Monday, December 26, 2011

EUR/USD

Last week we saw 3 consecutive smaller triangles in the EUR/USD, all showed (predictably) false upside breakouts that went on to fail. The series of smaller triangles has now formed a bearish continuation Descending Triangle. My thoughts are this too will show a false breakout, but the implications of the triangle are more serious as they effect the trend.


Here are my horrible trendlines again, but a descending triangle is found exactly where this one is, after a downtrend and is a continuation pattern (bearish implications). I would think just like the last 3 FX triangles last week we will see an upside false breakout and then as I have suspected since before the FX bounce started when the $1.30 level was first broken, the end of the bounce allowing the substantial $1.30 longs to liquidate their positions using the bounce from sub $1.30 levels.

Remember the Euro and the market have roughly the same correlation, so a drop in the Euro would be a market negative event.

Earlier as I pointed out in the video tonight, December hasn't been as solid a month as we usually see in a Santa Claus rally and most troubling is the defensive nature of the market with the Dow being the best performer (internals as well).

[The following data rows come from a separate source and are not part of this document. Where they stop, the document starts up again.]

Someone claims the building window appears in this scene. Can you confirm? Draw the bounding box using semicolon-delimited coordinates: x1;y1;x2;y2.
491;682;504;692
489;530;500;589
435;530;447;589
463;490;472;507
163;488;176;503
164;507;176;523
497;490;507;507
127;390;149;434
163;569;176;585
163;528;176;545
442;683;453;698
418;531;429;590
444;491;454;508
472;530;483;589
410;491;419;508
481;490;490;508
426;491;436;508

Small Caps should lead a move like this and the R2k just isn't acting well.

In any case, most of Wall Street won't be back until after the New Year so volume will be very light which has the potential of setting up some big swings (as we saw the market levitated on no news, no real divergences-on Friday afternoon-it was hard to take that move seriously after the rangebound market most of the afternoon, an easy to spot manipulation of the market in a light volume environment) , news could also play an important role as there are few financial releases of any importance. Most of the potentially bad stuff that may arise out of Europe will start mid-week through Friday.

As for the triangle above, I'm guessing that it breaks out sometime in the wee hours of the a.m., possibly on the European open. The price pattern implied target would take the Euro back below the psychologically and technically important $1.30 level. Should this happen, this will further exacerbate the strength in the dollar and may make for a quick short trade in gold which has been performing nearly exactly inversely to the dollar index.

A quick 1-2 day trade in DZZ may make for a little extra spending cash while the longer term position in gold would be severely degraded.